Et pourtant, Agrona l’a rejeté, nous a rejetés tous les deux. Pourquoi ne comprenait-il pas la menace que représentait Grey ?
” Vous avez tort “, ai-je dit froidement, me levant et m’approchant lentement de l’imposant seigneur Vritra. Il a souri d’un air amusé. “S’il vous plaît, permettez- moi de traquer Grey, Haut Souverain,” dis-je en essayant de ne pas le supplier, mais en étant très conscient que mes mots étaient un écho de sa propre imitation moqueuse. “Je pensais qu’il était mort une fois, mais d’une manière ou d’une autre, il a échappé à ma vengeance. Laissez-moi une autre chance. Après tout ce que vous m’avez fait, vous me devez bien ça. Vous me devez Grey.”
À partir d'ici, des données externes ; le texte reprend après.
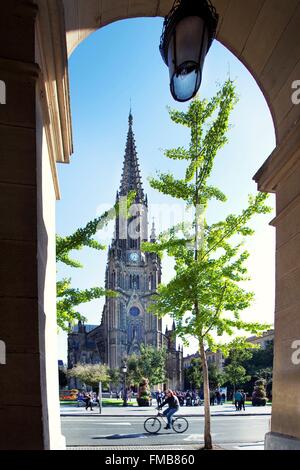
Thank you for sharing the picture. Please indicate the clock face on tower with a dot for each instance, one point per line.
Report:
(134, 257)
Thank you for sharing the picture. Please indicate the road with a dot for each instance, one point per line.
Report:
(232, 432)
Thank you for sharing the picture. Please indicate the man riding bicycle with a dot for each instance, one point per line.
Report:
(173, 406)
Le sourire d’Agrona s’est transformé en quelque chose d’aigre, presque de la pitié. “On ne te doit rien. Mais si tu veux t’enfuir et rejouer ta vengeance, je t’en prie. Peut-être que le tuer apaisera ton éternel complexe d’infériorité. En supposant qu’il ne te tue pas avant.” Agrona a haussé les épaules comme s’il ne se souciait vraiment pas de cela. “D’abord, cependant, retourne auprès de l’Héritage et libère Melzri. Et n’oublie pas. Cecilia est le futur. Assure-toi qu’elle a tout ce dont elle a besoin.”
Agrona a tourné les talons et s’est déplacé avec une rapidité surnaturelle dans le couloir, me laissant mijoter dans ma déception et ma colère. Je n’ai pas besoin de votre approbation. Je trouverai Grey. Je le trouverai et je le tuerai, et cette fois, il ne reviendra pas.